We collected OCT data from the Cirrus HD-OCT (ver 4.5) from 35 eyes of 35 consecutive patients referred to the imaging unit for retinal disease. All patients underwent 3 scan acquisitions: (a) 1024 x 5 high-definition (HD) B-scan raster without averaging, (b) 1024 x 5 with 4x averaging, and (c) a single B-scan (1024 x 1) through the foveal center but with 20x averaging. For each acquisition type, the central B-scan was used to assess visualization of four outer retinal features of clinical value: (a) external limiting membrane (ELM), (b) inner segment - outer segment (IS-OS) junction, (c) retinal pigment epithelium (RPE), and (d) choroid. Quality of visualization of each feature was graded in a masked fashion (as to scan type) according to three parameters (ability to identify, brightness, and continuity), each of which were rated on a 0-3 qualitative scale (0 being worst and 3 best). Quality Sores (QS) for the three scan types were compared using Chi square test for difference.

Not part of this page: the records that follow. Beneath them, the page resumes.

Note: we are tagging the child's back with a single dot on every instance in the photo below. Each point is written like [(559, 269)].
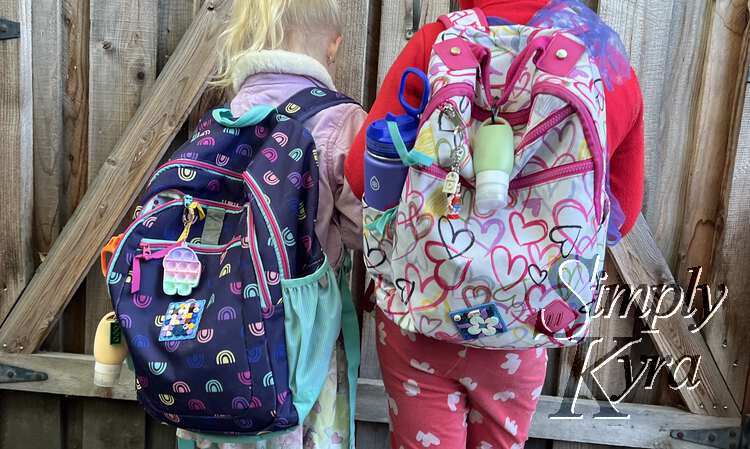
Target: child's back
[(272, 50)]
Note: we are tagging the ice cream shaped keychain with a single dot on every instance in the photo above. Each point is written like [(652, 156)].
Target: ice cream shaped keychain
[(182, 268), (182, 271)]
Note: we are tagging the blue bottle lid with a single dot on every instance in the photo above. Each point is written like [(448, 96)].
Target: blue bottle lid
[(379, 139)]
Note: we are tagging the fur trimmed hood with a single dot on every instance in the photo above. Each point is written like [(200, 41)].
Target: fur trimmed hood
[(280, 61)]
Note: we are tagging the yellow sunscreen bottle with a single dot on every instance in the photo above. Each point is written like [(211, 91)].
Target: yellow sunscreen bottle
[(110, 351), (493, 163)]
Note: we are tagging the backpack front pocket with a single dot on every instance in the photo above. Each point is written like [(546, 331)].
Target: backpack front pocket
[(195, 357)]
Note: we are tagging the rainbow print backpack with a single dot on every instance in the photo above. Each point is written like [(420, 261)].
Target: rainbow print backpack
[(227, 302), (520, 276)]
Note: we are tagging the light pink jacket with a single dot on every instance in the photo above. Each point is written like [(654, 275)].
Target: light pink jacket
[(272, 77)]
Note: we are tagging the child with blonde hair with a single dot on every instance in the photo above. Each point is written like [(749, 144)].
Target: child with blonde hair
[(272, 49)]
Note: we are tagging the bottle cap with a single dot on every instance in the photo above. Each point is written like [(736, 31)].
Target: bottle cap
[(106, 375), (379, 138), (492, 189)]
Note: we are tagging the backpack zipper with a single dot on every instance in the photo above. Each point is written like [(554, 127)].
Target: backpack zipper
[(541, 177), (555, 119), (273, 225)]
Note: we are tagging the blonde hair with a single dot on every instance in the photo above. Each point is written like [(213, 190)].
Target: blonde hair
[(257, 25)]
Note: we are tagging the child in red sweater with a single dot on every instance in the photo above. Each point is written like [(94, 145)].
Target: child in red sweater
[(446, 395)]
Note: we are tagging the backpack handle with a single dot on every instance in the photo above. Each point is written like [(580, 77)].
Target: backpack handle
[(255, 115)]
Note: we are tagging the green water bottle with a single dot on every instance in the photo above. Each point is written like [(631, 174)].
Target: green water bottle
[(493, 163)]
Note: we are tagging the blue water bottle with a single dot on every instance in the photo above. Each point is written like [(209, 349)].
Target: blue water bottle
[(389, 144)]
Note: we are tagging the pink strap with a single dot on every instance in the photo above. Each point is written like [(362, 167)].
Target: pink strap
[(468, 18)]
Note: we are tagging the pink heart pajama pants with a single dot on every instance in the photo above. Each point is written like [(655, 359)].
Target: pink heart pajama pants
[(443, 395)]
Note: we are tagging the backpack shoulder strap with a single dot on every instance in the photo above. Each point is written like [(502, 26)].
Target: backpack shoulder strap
[(307, 103), (467, 18)]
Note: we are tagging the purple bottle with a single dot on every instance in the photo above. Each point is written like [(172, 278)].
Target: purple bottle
[(385, 172)]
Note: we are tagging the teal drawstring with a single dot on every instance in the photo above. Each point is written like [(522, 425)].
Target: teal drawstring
[(255, 115), (382, 221), (409, 158)]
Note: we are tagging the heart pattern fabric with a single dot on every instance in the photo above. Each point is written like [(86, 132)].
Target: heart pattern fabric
[(432, 266)]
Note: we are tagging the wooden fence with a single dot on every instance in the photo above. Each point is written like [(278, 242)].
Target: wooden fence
[(82, 78)]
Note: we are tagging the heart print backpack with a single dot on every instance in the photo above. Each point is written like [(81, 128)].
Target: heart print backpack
[(223, 293), (524, 273)]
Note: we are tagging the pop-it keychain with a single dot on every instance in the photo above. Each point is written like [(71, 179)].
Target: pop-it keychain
[(182, 271)]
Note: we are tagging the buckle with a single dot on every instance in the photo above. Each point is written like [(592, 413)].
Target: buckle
[(555, 317)]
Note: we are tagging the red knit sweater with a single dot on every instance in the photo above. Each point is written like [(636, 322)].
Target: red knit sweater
[(624, 109)]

Quality scores are shown in Table1. QS consistently improved with 4X averaging and improved slightly further with 20x. The most significant benefits were observed fro brightness scores. For ELM identification, 91.4% of 20x cases achieved the highest QS score ("3") on all parameters compared with 82.9% of 4x cases, and only 54.3% of non-averaged cases. Amongst the various structures, averaging appeared to have the least beneficial effect for assessment of the RPE and IS-OS junction.


Retinal structures of clinical importance, in particular the ELM, appear to be better visualized with averaging of Cirrus OCT B-scans. Benefits of oversampling are apparent with averaging of even relatively few frames, with less incremental improvement with higher degrees of oversampling.  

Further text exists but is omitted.